DR. GREGORY BERNS, NEUROECONOMIST, EMORY UNIV., SCHOOL OF MEDICINE: There is, as far as our brains go, kind of no reality. The reality is what we construct in our minds. And that's influenced by other people.

GRECH: So studies of the brain confirm that people are very sensitive to peer pressure. But some people are able to withstand that pressure. They're not afraid to go against the crowd. They're called iconoclasts. Among investors, Warren Buffett is an iconoclast. He often goes against conventional wisdom on Wall Street. Peterson says being an iconoclast may seem risky, but it's often profitable.

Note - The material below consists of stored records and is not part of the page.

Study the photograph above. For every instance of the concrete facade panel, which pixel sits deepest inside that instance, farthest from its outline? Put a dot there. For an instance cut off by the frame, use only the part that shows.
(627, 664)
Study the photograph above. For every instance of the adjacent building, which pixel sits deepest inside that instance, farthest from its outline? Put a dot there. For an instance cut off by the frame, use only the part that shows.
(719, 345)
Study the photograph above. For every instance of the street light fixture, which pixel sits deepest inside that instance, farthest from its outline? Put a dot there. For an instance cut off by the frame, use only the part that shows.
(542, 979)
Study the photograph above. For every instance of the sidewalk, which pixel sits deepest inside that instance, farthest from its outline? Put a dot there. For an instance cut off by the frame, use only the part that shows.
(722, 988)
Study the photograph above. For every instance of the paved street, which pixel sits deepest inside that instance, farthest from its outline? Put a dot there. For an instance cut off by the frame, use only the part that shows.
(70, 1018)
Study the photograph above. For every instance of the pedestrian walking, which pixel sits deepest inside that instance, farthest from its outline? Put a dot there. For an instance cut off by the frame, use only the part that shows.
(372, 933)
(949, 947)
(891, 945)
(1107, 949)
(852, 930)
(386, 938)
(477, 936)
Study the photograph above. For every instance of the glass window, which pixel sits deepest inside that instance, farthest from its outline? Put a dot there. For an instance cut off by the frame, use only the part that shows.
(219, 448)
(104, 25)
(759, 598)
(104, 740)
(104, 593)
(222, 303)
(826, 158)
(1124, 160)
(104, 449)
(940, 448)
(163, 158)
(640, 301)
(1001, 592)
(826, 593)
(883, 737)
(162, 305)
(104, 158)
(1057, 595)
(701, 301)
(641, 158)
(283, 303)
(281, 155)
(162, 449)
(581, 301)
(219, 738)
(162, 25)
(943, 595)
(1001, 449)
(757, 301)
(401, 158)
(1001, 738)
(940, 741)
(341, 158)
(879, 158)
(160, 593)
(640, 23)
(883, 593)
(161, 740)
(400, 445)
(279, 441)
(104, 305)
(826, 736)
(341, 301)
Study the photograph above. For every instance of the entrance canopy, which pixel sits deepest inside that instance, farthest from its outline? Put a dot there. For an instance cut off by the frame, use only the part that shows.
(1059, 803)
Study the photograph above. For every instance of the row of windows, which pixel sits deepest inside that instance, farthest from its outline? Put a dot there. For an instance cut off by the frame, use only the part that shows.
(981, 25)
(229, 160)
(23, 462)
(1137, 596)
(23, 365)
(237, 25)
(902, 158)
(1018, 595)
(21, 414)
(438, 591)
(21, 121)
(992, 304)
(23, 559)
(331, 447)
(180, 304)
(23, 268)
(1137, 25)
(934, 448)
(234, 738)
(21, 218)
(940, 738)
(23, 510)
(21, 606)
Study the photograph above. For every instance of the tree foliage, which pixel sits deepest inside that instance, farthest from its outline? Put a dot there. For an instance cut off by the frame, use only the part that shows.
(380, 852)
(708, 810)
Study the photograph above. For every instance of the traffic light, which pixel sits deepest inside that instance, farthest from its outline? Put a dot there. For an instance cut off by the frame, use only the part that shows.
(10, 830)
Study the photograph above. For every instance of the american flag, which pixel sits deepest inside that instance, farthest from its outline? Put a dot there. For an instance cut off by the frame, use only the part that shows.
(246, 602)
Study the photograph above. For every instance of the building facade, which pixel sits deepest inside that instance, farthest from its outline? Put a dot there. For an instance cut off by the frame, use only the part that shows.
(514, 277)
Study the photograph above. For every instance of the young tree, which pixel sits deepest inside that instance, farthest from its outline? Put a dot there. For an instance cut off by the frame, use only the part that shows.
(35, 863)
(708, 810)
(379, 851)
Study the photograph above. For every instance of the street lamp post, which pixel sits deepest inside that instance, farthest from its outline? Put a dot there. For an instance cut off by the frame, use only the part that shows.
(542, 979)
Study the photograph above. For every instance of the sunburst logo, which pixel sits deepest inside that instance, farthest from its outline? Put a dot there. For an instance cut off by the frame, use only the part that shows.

PETERSON: In the financial markets of today, if you see a danger you can probably bet that everybody else has seen that danger as well. And in fact, it turns out it's probably best to buy at that time when you see the danger. It's very ironic but financial markets are completely counter intuitive.

GRECH: So herding may be good for cows. But if you're an investor, even a bullish one, it's one form of animal behavior you may want to avoid. Dan Grech, NIGHTLY BUSINESS REPORT, Cherry Grove Farms, New Jersey.